Ray Dalio made more money for his investors than George Soros or John Paulson did. Dalio's Bridgewater Associates operates under a variety of principles that lend to its success. It is a firm that values utter transparency, even when mistakes are made. As long as ownership is taken for the error and the reason behind the mistake learned from, the firm is accepting. Bridgewater Associates tries to keep everyone in sync, always questioning whether a premise is correct and does it make sense. This is how the firm manages itself and how it manages its investments.
In July 2011, Ray Dalio officially gave up his role as CEO of Bridgewater Associates, instead taking the title "Mentor," but the principles with which he founded the fund are still in action - and it's no surprise. The strategy must be working. Bridgewater Associates returned roughly 23% in 2011, a year when the average hedge fund lost roughly 4%.
According to a 13F filed with the SEC on February 15, Bridgewater Associates has 262 positions in its 13F portfolio, with a total portfolio value of $5.97 billion. A large portion of the Bridgewater Associates portfolio is invested in other funds and financials. For instance, Bridgewater had a stake in Vanguard MSCI Emerging Markets (VWO) worth $1.14 billion or 29.96 million shares at the end of the fourth quarter. The fund had a bigger position in the SPDR S&P 500 ETF Trust (SPY). It owned two positions in the company at the end of December - one worth 17.93 million shares or $2.25 billion and the other worth 2.97 million shares or $373.01 million. Bridgewater also had a large holding in iShares MSCI Emerging Markets (EEM) at the end of the fourth quarter. The fund had 21.20 million shares in the company, worth $804.46 million at the end of December. In this article we will focus on Bridgewater's largest three non-ETF positions.
Bridgewater Associates' top stock pick for the fourth quarter was Berkshire Hathaway favorite Johnson & Johnson (JNJ). The fund owned a stake in the company worth $27.62 million or 421,193 shares at the end of December. Bridgewater significantly upped its position in Johnson & Johnson during the fourth quarter. At the end of September the fund had owned just 288,500 shares of Johnson & Johnson, valued at $18.38 million.
Johnson & Johnson recently traded at $64.77 a share on a mean one-year target estimate of $72.69 a share (range $65 to $90). In addition to the massive upside, the company also pays a $2.28 dividend (3.50% yield) and it is priced low at 12.7 times its 2012 earnings. Pfizer (PFE) is one of Johnson & Johnson's competitors. Pfizer recently traded at $21.41 a share on a mean one-year target estimate of $24.51 a share. The company pays an 88 cents a share dividend (4.1% yield) and is priced at 9.5 times its 2012 earnings. We actually like both companies - between the upside, the dividends and the low forward P/E ratios, what's not to like?
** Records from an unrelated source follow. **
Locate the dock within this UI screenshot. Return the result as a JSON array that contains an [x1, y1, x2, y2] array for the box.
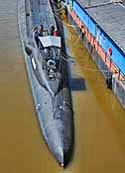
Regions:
[[65, 0, 125, 108]]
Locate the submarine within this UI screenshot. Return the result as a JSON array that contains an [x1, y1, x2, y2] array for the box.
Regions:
[[18, 0, 74, 167]]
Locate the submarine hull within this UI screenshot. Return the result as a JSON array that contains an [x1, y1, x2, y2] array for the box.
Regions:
[[18, 0, 74, 167], [37, 86, 73, 166]]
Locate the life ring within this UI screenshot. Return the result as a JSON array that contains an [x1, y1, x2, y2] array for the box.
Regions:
[[47, 59, 56, 67], [108, 48, 112, 56]]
BMC Software (BMC), which is a top pick for Larry Robbins' Glenview Capital, was the second largest stock in the Bridgewater Associates portfolio at the end of the fourth quarter. The fund had $26.96 million or 822,460 shares in the company at the end of December. Bridgewater had initiated an 85,705-share position in the company during the third quarter, which was valued at $3.31 million at the end of September.
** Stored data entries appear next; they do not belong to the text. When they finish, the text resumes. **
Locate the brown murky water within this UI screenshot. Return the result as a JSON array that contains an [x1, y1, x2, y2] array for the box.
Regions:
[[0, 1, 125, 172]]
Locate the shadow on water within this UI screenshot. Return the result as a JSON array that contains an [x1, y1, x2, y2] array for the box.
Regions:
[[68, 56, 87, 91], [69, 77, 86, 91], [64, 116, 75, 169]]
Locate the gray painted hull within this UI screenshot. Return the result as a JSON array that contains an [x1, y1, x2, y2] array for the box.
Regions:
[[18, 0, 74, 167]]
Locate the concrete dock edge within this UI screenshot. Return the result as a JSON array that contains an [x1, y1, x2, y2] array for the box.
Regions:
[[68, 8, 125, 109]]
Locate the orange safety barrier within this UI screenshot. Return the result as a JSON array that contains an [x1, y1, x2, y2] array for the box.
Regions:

BMC recently traded at $37.10 a share on a mean one-year target estimate of $41.95 (range $34 to $49). The company does not pay a dividend and is priced at 13.4 times its 2012 earnings. Looking at CA Technologies, one of BMC's primary competitors, we are not impressed. CA recently traded at $27.05 a share in a mean one-year target estimate of $27.78. It pays a $1.00 dividend (3.70% yield) and is priced at 12.7 times its 2012 earnings. BMC has greater upside but CA is priced lower and pays a dividend. We like CA better.
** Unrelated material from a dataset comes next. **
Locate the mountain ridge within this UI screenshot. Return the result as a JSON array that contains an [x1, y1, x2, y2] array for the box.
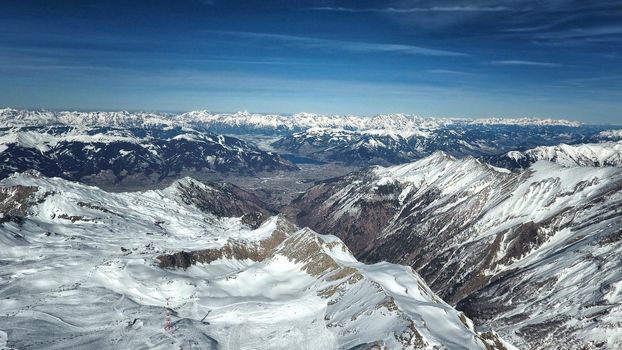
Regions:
[[288, 153, 622, 349], [0, 126, 297, 184], [0, 108, 582, 131], [0, 172, 512, 349]]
Bridgewater Associates was also bullish about Dell Inc (DELL) during the fourth quarter. The fund had a stake in the company worth $26.67 million or 1.82 million shares at the end of December, up from just 1.38 million shares worth $19.50 million at the end of September. Dell recently traded at $17.36 a share on a mean one-year target estimate of $19.05 (range $14 to $23). The company does not pay a dividend and is priced at 8.2 times its forward earnings.
Looking at a competitor like Hewlett Packard (HPQ), Dell has less estimated upside - Hewlett Packard recently traded at $25.32 a share on a mean one-year target estimate of $30.48. There is also the fact that Hewlett Packard offers a pretty decent dividend of 48 cents (1.9% yield) whereas Dell does not. Hewlett Packard is also priced lower at just 6.3 times its forward earnings, making it the better pick all around at their current pricing.
We wouldn't recommend either one for investors looking for strong growth. Within this sector, investors would enjoy much more upside and much less risk investing in a company like Apple (AAPL) or Google (GOOG) that has strong expected upside, is trading low relative to its future earnings and has strong growth estimates.